We do the task of classifying Mnist dataset, which includes hand-written digits. There are 60,000 training samples and 10,000 test samples.
The following are the traditional (not CNN-based) methods that I have implemented personally. Note that the Support Vector Machine method is implemented using sklearn.svm package.
- Logistic Regression
- Linear Discriminant Analysis
- Support Vector Machine
- Logistic Regression with Ridge Loss
- Logistic Regression with Lasso Loss
- Kernel-based Logistic Regression with Ridge Loss
- Kernel-based Logistic Regression with Lasso Loss
The following are CNN architectures that I have implemented using pytorch package.
- VGG11
- NaiveNet (which consists of 2 conv layers and two fc layers)
- VeryNaiveNet (which consists of 2 conv layers, with global pooling and an fc layer)

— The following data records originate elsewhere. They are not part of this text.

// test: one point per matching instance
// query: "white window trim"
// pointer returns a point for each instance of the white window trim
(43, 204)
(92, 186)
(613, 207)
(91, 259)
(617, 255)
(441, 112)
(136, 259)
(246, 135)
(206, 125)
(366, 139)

- LinearNet (which only consists of 1 linear layer)
- ResNet18
For the limit of space, I only show the final 10-category results here, and omit per-category accuracy in traditional methods.
Method | Accuracy | remark |
---|---|---|
Logistic Regression | 0.8821 | Initial |
Logistic Regression | 0.8836 | Ridge loss |
Logistic Regression | 0.8890 | Lasso loss |
Logistic Regression | 0.8802 | Lasso + batch |
Kernel Regression | 0.8312 | Ridge + RBF |
Kernel Regression | 0.6062 | Ridge + COS |
Kernel Regression | 0.8062 | Lasso + RBF |
Kernel Regression | 0.5687 | Lasso + COS |
LDA | 0.8080 | \ |
SVM | 0.8880 | Linear |
SVM | 0.9380 | RBF |
SVM | 0.9250 | Poly |
SVM | 0.832 | Sigmoid |
LinearNet | 0.9149 | \ |
VeryNaiveNet | 0.9845 | \ |
NaiveNet | 0.9910 | \ |
VGG11 | 0.9935 | \ |
ResNet18 | 0.9959 | \ |
- Partition an image into some blocks (4 x 4 in report), and random shuffle these blocks.
- For each pixel, concate its x and y coordinates to the image's 2nd and 3rd channel, so that the input images are 3-channel.